Software

Download and references

The baseline software is distributed via the LDC as LDC2017S24.

To refer to this software in a publication, please cite:

Jon Barker, Ricard Marxer, Emmanuel Vincent, and Shinji Watanabe
The third 'CHiME' Speech Separation and Recognition Challenge: Dataset, task and baselines
In Proc. IEEE 2015 Automatic Speech Recognition and Understanding Workshop (ASRU), pp. 504-511, 2015.
Jon Barker, Ricard Marxer, Emmanuel Vincent, and Shinji Watanabe
The third 'CHIME' Speech Separation and Recognition Challenge: Analysis and outcomes
Computer Speech and Language, vol. 46, pp. 605-626, 2017.

Overview

We provide three software tools for acoustic simulation, speech enhancement, and ASR. The acoustic simulation and speech enhancement tools are not intended as state-of-the-art implementations but as baselines which the participants are encouraged to improve or replace. They are only distributed via the LDC. The ASR tool, by contrast, provides state-of-the-art performance. It is also available as a recipe in the official distribution of Kaldi. Note however that this recipe differs from the original one distributed by the LDC.

Acoustic simulation baseline

The acoustic simulation baseline is distributed in the following directory of the CHiME3 package:

CHiME3/tools/simulation

It can be used to estimate time-varying impulse responses and to subtract or add speech to the noisy recordings (in the training and development sets only).

In a first step, the signals are represented in the complex-valued short time Fourier transform (STFT) domain using half-overlapping sine windows of 256 samples. The time frames are partitioned into variable-length blocks such that the amount of speech is similar in each block. The blocks are half-overlapping and windowed by a sine window. The STFT-domain impulse responses between the close-talking microphone (considered as clean speech) and the other microphones are estimated in the least-squares sense in each frequency bin and each block [1]. This is used to estimate the signal-to-noise ratio (SNR) and, in the case of simulated development or test data, to estimate the noise signal by subtracting the convolved close-talking microphone signal.

In a second step, the signals are represented in the complex-valued STFT domain using half-overlapping sine windows of 1024 samples. The spatial position of the speaker is tracked using SRP-PHAT (see below). The time-varying filter modeling direct sound between the speaker and the microphones is then convolved with a clean speech signal and mixed with a noise signal. In the case of training data, the clean speech signal is taken from the ORG recordings and it is mixed with a separately recorded noise background. An equalization filter is applied that is estimated as the ratio of the average power spectrum of BTH data and the average power spectrum of ORG data. In the case of development and test data, the clean speech signal is taken from the BTH recordings and it is mixed with the original noisy recording from which speech has been taken out. In either case, the convolved speech signal is rescaled such that the SNR matches that of the original recording.

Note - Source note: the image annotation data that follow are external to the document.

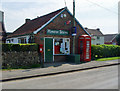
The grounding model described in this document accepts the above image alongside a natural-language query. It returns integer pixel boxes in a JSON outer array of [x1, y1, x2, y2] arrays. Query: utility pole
[[72, 0, 76, 54]]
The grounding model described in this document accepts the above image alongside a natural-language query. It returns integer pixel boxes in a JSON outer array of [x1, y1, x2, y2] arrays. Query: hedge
[[91, 45, 120, 59], [2, 43, 38, 52]]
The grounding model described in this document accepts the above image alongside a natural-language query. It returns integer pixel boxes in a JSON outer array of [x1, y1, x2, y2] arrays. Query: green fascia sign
[[47, 29, 69, 35]]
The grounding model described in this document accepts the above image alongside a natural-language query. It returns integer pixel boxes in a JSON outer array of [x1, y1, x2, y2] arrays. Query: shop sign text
[[47, 29, 69, 35]]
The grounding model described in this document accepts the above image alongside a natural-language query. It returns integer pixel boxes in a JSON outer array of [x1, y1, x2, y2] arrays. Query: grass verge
[[2, 64, 41, 71], [96, 57, 120, 61]]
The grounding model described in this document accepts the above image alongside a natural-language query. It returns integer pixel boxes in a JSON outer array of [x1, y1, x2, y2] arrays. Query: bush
[[2, 44, 38, 52], [91, 45, 120, 59]]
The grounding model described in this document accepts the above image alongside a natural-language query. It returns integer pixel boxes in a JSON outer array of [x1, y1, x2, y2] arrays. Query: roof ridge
[[31, 7, 65, 21]]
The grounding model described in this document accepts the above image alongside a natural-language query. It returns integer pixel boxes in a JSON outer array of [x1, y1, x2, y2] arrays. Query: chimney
[[25, 19, 30, 23], [96, 28, 100, 31], [85, 27, 88, 30]]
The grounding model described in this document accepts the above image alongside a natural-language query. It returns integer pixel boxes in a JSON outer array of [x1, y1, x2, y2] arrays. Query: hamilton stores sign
[[47, 29, 69, 35]]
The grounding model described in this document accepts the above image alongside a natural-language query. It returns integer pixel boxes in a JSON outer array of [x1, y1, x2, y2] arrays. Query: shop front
[[44, 30, 70, 62]]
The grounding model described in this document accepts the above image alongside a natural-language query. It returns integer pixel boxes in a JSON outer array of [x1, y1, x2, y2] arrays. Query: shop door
[[45, 38, 53, 62]]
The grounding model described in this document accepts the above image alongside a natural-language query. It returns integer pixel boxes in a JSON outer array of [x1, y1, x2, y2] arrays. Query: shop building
[[6, 7, 89, 62]]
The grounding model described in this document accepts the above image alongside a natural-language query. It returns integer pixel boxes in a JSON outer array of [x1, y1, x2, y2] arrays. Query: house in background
[[104, 34, 118, 45], [85, 28, 104, 45], [0, 11, 7, 43]]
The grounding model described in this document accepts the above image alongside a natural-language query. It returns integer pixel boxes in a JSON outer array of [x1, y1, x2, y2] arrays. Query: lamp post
[[72, 0, 76, 54]]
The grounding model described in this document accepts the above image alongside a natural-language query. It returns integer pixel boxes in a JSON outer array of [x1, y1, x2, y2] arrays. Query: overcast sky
[[0, 0, 119, 34]]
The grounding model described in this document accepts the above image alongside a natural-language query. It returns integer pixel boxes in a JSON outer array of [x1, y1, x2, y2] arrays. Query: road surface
[[2, 66, 118, 89]]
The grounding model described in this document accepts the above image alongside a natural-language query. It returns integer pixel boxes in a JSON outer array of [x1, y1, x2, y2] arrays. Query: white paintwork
[[6, 35, 30, 44]]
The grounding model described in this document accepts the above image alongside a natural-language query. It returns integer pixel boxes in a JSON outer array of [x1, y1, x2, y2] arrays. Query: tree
[[116, 33, 120, 45]]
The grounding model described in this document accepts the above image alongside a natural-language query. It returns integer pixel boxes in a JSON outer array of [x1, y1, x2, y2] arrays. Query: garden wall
[[2, 44, 40, 68]]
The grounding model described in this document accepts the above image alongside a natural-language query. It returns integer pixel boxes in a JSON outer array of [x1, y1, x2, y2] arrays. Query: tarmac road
[[2, 66, 118, 89]]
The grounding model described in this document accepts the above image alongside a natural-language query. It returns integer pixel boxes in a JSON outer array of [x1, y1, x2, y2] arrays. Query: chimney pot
[[25, 19, 30, 23]]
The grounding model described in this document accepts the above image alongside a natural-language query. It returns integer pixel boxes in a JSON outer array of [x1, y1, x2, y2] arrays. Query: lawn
[[96, 57, 120, 61]]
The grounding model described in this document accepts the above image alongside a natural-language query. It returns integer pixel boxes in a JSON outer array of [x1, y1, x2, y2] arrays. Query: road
[[2, 66, 118, 89]]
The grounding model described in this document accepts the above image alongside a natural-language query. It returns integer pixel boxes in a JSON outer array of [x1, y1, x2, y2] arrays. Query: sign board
[[46, 29, 69, 35]]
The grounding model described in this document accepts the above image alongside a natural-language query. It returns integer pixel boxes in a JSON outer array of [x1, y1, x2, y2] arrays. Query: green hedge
[[91, 45, 120, 59], [2, 44, 38, 52]]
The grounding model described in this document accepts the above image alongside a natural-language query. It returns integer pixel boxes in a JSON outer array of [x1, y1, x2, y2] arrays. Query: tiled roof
[[104, 34, 117, 42], [8, 8, 65, 37], [85, 28, 103, 36]]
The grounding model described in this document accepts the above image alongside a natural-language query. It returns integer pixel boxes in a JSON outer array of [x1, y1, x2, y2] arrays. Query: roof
[[8, 8, 64, 37], [104, 34, 118, 42], [8, 7, 89, 37], [85, 28, 103, 36]]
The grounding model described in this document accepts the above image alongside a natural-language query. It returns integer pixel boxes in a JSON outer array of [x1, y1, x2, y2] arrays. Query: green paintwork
[[45, 38, 53, 62], [47, 29, 69, 35]]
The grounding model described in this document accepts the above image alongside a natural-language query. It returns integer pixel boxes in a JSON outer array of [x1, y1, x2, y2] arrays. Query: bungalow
[[6, 7, 89, 62], [85, 28, 104, 45], [104, 34, 118, 45]]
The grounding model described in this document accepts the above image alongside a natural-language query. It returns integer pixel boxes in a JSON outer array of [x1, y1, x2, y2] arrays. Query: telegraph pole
[[72, 0, 76, 54]]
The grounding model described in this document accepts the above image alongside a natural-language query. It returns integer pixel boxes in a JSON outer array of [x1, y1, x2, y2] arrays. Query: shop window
[[54, 38, 70, 54], [18, 37, 27, 44]]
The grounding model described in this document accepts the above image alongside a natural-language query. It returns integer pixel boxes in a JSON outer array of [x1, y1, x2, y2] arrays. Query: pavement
[[0, 60, 120, 82]]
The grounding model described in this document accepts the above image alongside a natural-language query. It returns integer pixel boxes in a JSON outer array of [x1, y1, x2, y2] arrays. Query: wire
[[64, 0, 67, 7], [86, 0, 118, 15]]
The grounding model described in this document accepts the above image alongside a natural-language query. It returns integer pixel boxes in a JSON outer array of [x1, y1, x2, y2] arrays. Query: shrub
[[91, 45, 120, 59]]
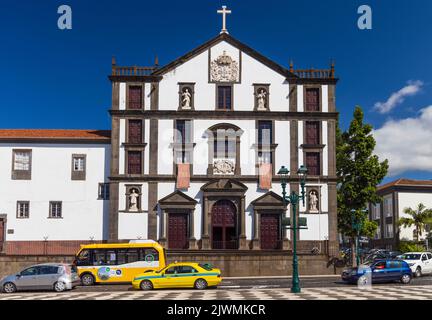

This baseline does not address the simulation of microphone mismatches, microphone failures, early echoes, reverberation... You are encouraged to address these limitations in order to get the most out of simulated data.

[1] Emmanuel Vincent, Remi Gribonval, Mark Plumbley, Oracle estimators for the benchmarking of source separation algorithms, Signal Processing, 87(8):1933-1950, 2007.

Speech enhancement baseline

The speech enhancement baseline is distributed in the following directory of the CHiME3 package:

CHiME3/tools/enhancement

It aims to transform the multichannel noisy input signal into a single-channel enhanced output signal suitable for ASR processing.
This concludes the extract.